Posada Carriles also said he did not understand the nature of an interview with The New York Times in 1998, in which he admitted to having engaged in terrorist acts.

'Those three charges present the opportunity for the US government to, for the first time in his lenghy career of terrorism, oficially charge him and prosecute him for anything related to terrorism,' Kornbluh said.

For victims of the attacks, this is not enough.

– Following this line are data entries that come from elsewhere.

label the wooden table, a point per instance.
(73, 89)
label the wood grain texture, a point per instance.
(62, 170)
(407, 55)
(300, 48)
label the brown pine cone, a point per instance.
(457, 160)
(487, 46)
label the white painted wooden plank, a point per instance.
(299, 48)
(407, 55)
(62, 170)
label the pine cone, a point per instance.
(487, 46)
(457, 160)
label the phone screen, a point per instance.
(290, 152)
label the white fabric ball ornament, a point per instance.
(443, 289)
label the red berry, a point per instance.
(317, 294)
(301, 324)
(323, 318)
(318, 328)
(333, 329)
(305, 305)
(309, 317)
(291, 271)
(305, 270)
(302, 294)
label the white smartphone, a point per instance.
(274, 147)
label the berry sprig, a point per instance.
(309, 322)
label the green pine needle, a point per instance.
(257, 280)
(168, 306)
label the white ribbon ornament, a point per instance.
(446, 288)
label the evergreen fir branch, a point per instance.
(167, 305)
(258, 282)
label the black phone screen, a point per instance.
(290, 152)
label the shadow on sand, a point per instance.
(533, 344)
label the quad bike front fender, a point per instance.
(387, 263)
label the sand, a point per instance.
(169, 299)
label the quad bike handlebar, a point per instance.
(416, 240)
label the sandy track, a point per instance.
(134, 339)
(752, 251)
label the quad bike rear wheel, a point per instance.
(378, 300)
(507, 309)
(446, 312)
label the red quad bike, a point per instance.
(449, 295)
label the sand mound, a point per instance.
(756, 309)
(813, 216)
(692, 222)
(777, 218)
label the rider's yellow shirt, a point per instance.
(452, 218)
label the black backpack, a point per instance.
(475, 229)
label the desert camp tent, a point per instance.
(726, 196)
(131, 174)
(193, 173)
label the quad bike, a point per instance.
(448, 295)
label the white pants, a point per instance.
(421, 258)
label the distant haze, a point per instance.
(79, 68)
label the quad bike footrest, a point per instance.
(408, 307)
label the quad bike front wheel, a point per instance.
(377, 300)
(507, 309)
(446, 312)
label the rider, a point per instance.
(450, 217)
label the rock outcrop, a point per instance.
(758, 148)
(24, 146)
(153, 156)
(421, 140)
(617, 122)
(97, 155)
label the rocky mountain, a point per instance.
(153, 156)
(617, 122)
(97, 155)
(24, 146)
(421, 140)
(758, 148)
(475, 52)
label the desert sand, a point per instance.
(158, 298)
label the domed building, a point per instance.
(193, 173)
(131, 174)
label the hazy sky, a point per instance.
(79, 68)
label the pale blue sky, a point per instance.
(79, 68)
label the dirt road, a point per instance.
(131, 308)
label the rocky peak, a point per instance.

'Too little, too late,' said Livio Di Celmo, brother of tourist Fabio Di Celmo, who died in a 1997 bombing at the Hotel Copacabana. 'It's better than nothing, but still doesn't do anything for the credibility of this country fighting terrorism.'

Sarah Stephens, director of the Centre for Democracy in the Americas, noted that trying Posada Carriles for immigration fraud is 'like charging Al Capone with tax evasion,' but she still acknowledged it as a good sign.

'After years of delay and apparent denial, it marks the first time the US government will present formal evidence of Posada's involvement in terrorism directed at Cuban targets. Accountability here is long overdue, especially for a resolute and unrepentant advocate of terror such as Luis Posada Carriles,' she said.

Anti-Castro activists remain influential in the United States, and Republican Congress members of Cuban origin hold important posts in the new Congress. For this reason, notes Julia Sweig, an expert on Cuban issues at the Council on Foreign Relations, the significance of the move to include perjury charges should not be underestimated.

Barely two weeks ago, a Cuban court sentenced Salvadoran Francisco Chavez Abarca to 30 years in prison on terrorism charges for his involvement in the attacks of the 1990s. Abarca has admitted to taking orders from Posada Carriles.